Probability (Advanced Topics)

Covariance measures the degree of linear association
- $\text{COV}[X,Y] = E[(X - E[X])(Y - E[Y])]$
Covariance is unscaled measure. Correlation scales covariance between -1, 1.
- $\rho = \frac{\text{COV}[X,Y]}{\sqrt{V(X)} \sqrt{V(Y)}}$
Independent variables are uncorrelated. But, vice-versa is not true.

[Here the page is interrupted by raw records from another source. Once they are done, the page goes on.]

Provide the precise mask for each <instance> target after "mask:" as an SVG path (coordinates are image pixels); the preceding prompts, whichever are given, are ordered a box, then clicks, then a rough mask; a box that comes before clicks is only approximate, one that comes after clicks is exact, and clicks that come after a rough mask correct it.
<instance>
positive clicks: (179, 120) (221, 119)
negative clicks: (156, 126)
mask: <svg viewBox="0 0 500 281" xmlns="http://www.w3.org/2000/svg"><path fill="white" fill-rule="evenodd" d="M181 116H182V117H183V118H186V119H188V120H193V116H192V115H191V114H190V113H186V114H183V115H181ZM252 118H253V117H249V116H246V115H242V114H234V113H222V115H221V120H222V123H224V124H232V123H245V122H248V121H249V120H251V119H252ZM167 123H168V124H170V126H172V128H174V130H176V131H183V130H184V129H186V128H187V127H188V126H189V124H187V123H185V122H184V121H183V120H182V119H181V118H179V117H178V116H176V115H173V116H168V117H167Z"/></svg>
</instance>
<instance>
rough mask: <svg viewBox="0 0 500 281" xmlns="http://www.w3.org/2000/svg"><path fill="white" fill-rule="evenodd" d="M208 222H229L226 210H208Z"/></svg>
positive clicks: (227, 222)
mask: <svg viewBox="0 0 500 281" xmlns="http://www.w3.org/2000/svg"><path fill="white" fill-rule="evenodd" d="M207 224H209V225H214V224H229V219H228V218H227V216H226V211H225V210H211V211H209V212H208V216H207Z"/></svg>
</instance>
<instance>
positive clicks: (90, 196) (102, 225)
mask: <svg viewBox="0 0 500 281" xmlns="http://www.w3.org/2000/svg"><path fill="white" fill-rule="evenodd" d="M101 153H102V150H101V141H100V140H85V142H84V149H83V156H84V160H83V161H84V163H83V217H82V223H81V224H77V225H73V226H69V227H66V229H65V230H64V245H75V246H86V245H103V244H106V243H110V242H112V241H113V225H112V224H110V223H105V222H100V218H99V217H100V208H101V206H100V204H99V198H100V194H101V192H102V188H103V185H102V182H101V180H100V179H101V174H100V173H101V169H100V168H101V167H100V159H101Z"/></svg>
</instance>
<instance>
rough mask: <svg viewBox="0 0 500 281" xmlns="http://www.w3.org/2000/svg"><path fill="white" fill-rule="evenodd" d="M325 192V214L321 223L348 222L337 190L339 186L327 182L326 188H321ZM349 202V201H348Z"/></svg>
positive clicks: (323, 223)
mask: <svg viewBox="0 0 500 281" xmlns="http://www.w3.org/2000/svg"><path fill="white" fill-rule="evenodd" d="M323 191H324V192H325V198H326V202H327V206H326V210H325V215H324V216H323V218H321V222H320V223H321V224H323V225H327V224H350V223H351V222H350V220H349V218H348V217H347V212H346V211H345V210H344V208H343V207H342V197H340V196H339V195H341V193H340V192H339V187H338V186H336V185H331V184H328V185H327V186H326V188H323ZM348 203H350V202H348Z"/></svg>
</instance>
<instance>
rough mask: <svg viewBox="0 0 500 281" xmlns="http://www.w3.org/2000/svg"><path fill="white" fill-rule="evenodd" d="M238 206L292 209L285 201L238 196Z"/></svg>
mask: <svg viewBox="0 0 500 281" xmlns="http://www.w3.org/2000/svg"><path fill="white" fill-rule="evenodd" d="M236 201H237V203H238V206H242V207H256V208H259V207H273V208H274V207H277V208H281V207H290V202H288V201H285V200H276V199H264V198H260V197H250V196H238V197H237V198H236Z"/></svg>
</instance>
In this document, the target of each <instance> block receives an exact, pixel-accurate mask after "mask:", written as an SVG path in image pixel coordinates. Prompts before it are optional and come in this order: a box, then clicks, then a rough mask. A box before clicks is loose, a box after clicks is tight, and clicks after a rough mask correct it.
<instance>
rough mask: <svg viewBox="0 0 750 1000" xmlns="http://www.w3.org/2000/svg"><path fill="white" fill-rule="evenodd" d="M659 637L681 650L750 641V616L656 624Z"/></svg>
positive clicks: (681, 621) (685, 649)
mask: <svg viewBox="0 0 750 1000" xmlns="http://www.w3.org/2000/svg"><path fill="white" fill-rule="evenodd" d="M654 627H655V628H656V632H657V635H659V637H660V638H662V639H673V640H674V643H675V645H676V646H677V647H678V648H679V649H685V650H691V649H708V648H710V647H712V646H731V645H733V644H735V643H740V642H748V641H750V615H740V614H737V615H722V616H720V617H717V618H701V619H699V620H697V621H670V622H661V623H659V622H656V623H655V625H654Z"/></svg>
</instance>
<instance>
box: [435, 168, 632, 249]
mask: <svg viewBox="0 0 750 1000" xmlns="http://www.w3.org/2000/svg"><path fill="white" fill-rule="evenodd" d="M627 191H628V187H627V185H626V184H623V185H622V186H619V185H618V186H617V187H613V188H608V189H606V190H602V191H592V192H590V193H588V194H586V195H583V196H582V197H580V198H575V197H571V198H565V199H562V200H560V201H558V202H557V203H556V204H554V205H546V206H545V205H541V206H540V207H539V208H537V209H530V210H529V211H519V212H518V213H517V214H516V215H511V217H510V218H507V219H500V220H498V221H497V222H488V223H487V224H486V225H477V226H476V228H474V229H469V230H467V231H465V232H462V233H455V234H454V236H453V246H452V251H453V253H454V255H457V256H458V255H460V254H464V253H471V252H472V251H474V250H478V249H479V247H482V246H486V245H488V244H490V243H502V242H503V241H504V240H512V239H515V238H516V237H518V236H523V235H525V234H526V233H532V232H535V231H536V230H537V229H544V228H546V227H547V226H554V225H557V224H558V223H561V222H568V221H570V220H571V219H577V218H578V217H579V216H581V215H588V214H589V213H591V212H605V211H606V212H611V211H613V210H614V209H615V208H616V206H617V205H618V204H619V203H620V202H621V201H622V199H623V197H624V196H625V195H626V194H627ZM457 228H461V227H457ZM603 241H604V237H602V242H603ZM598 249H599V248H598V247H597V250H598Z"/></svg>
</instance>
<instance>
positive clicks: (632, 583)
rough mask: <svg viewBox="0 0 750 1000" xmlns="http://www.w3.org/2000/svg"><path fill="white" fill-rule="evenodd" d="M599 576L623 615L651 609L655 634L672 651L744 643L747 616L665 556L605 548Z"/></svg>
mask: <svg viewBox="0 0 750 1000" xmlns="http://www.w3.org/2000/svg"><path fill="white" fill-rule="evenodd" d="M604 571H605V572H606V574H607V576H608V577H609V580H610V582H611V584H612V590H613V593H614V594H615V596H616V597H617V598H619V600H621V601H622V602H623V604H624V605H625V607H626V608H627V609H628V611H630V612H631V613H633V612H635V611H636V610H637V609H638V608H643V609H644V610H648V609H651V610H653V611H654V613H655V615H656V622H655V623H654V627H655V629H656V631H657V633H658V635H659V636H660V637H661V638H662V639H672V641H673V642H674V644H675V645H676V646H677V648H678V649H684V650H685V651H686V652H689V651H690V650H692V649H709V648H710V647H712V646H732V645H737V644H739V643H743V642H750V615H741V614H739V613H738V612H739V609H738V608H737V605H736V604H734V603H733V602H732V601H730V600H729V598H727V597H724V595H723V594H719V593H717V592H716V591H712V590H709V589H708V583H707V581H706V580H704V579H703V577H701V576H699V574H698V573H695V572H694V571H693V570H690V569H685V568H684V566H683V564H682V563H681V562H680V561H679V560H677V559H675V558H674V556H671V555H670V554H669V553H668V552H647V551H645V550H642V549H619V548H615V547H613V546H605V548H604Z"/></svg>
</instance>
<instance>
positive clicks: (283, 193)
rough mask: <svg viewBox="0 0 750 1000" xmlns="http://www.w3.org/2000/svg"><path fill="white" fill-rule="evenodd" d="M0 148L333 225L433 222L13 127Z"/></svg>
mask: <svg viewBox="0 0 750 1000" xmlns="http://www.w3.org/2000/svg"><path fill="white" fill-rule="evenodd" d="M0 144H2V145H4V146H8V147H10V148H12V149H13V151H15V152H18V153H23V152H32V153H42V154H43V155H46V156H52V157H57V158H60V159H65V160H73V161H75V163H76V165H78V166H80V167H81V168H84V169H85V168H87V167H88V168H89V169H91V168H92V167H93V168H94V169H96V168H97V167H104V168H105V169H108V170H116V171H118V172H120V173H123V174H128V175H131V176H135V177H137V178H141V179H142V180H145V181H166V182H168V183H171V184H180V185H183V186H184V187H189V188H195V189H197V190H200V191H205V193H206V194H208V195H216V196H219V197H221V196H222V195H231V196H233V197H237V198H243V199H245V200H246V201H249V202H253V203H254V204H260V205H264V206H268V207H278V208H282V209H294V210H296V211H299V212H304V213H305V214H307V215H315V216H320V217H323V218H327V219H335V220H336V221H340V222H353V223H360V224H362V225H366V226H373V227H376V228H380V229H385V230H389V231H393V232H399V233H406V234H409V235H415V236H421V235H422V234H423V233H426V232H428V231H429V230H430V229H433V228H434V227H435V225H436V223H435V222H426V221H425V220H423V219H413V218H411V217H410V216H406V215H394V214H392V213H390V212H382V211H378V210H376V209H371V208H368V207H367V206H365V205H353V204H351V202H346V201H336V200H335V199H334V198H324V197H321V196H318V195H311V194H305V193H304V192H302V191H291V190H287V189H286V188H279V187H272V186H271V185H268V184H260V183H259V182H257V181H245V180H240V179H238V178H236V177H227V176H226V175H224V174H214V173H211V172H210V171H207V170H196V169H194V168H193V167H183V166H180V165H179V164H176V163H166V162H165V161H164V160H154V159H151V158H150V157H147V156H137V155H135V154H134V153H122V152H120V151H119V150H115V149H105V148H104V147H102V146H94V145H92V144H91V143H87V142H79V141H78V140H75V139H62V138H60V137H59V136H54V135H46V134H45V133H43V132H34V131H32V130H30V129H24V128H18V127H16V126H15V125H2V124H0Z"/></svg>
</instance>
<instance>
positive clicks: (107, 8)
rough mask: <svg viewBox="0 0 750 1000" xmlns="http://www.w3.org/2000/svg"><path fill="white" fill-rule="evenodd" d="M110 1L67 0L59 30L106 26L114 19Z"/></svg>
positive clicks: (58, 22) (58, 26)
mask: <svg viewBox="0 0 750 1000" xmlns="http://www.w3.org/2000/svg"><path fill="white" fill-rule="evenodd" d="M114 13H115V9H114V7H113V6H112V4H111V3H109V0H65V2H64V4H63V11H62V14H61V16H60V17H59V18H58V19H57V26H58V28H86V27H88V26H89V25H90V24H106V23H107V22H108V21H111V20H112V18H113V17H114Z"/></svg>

Correlation doesn't imply causation. Can be spurious.
Simpson's Paradox
- Statistical Trend that appears in groups of data can disappear or reverse when the groups are combined.
Mixture Models
- Convex combination of simple distributions
- $p(y|\theta) = \sum \pi_k p_k(y)$
- First sample a component and then sample points from the component
- GMM: $p(y) = \sum_K \pi_k \mathcal N(y | \mu_k, \sigma_k)$
- GMMs can be used for unsupervised soft clustering.
- K Means clustering is a special case of GMMs
  - Uniform priors over components
  - Spherical Gaussians with identity matrix variance
Markov Chains
- Chain Rule of probability
- $p(x1,x2,x3) = p(x1) p(x2 | x1) p(x3 | x1, x2)$
- First-order Markov Chain: Future only depends on the current state.
- y(t+1:T) is independent of y(1:t)
- $p(x1,x2,x3) = p(x1) p(x2 | x1) p(x3 | x2)$
- The p(y | y-1) function gives the state transition matrix
- Relaxing these conditions gives bigram and trigram models.